Apply dimensionality reduction technique – PCA and train a model using principle components instead of training the model using just the raw data.
#import the necessary libraries
import numpy as np
import pandas as pd
import matplotlib.pyplot as plt
%matplotlib inline
import seaborn as sns
from sklearn.decomposition import PCA
from sklearn import svm
from sklearn.svm import SVC
from sklearn.metrics import accuracy_score,confusion_matrix, classification_report,roc_auc_score
from scipy.stats import zscore
from sklearn.model_selection import train_test_split
import warnings
warnings.filterwarnings('ignore')
cData=pd.read_csv('vehicle-1.csv')
cData.head()
from sklearn.preprocessing import LabelEncoder, OneHotEncoder
le = LabelEncoder()
columns = cData.columns
#Let's Label Encode our class variable:
print(columns)
cData['class'] = le.fit_transform(cData['class'])
cData.shape
cData.info()
On performing the check it is found that
Circularity,class,hollow_ratio,max.length_rectangularity,max.length_aspect_ratio,compactness has no missing values rest all features are having some kind of missing values.

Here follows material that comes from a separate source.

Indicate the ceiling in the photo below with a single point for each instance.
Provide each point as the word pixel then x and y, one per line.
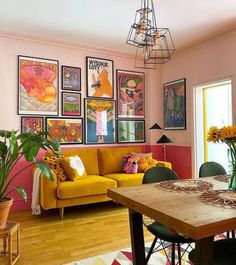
pixel 105 23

All attributes are of numerical type.
from sklearn.impute import SimpleImputer
newdf = cData.copy()
X = newdf.iloc[:,0:19] #separting all numercial independent attribute
imputer = SimpleImputer(missing_values=np.nan, strategy='median', verbose=1)

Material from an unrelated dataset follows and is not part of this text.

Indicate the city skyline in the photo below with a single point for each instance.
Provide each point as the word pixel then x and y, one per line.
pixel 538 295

#fill missing values with mean column values
transformed_values = imputer.fit_transform(X)
column = X.columns
print(column)
newdf = pd.DataFrame(transformed_values, columns = column )
newdf.describe()
print("Original null value count:", cData.isnull().sum())
print("\n\nCount after we imputed the NaN value: ", newdf.isnull().sum())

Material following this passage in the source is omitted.